Breadstead, a micro-business set up to offer a UK alternative to brotforms and bannetons shipped from overseas, has now produced its first run of baking bowls

In March last year, British Baker reported that Breadstead founder Mike Batho was looking to create a British brotform, or banneton – a cane basket typically used to make artisan breads such as sourdough – in a bid to cut the number of imports of the traditional cane versionsfrom China or Indonesia.

He took to online fundraising scheme Kickstarter, and set his target at £3,500, which would go towards the tooling and first run of 1,000 pieces.

Batho said: “The Kickstarter campaign eventually smashed the target and I was able to press on with the tooling to make the bowl.”

Batho had originally said he would look to produce his alternative bowls out of recycled or recyclable plastic, and had come up with his own design which he had tested.

He went into production just before Christmas 2013, and took delivery of his first run of run of British-made brotform baking bowls. "My room looks like behind the scenes at Argos, as I process and box orders, all by hand,” he joked.

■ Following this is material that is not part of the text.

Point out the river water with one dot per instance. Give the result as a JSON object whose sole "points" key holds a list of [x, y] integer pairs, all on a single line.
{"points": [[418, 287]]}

“It has been a massive learning curve about what you can and cannot produce with different methods, which I’ve learned on the hop,” said Batho.

“After the initial tooling had been done, for example, the tool had to be reshaped slightly, as it wasn’t releasing the bowls after each was stamped and cut out. There was also a last-minute tweak to the bowl design to leave more distinct rings around the top of the finished loaf.”

The funding for the first run of product came from two private investors, who Batho said he will pay back over the next couple of years.

“I’ve set up this whole business on a shoestring. Every single stage from design and 3D printing of the prototype, to protection of the design, to tooling to production to shipping has been a massive hurdle.”

He said that interest in the product had been good, and bakers were posting pictures on his website – http://www.breadstead.co.uk – of their results.

“They’re also being used in bread-making classes and have been stocked in bakery shops,” he added. “I’m aiming them mainly at micro bakeries and home bakers, where space may really be an issue, as 10 of my bowls stack to less than 13cm in height.”

At the moment he is only selling a single product, but said he hoped to expand the range over the next six months.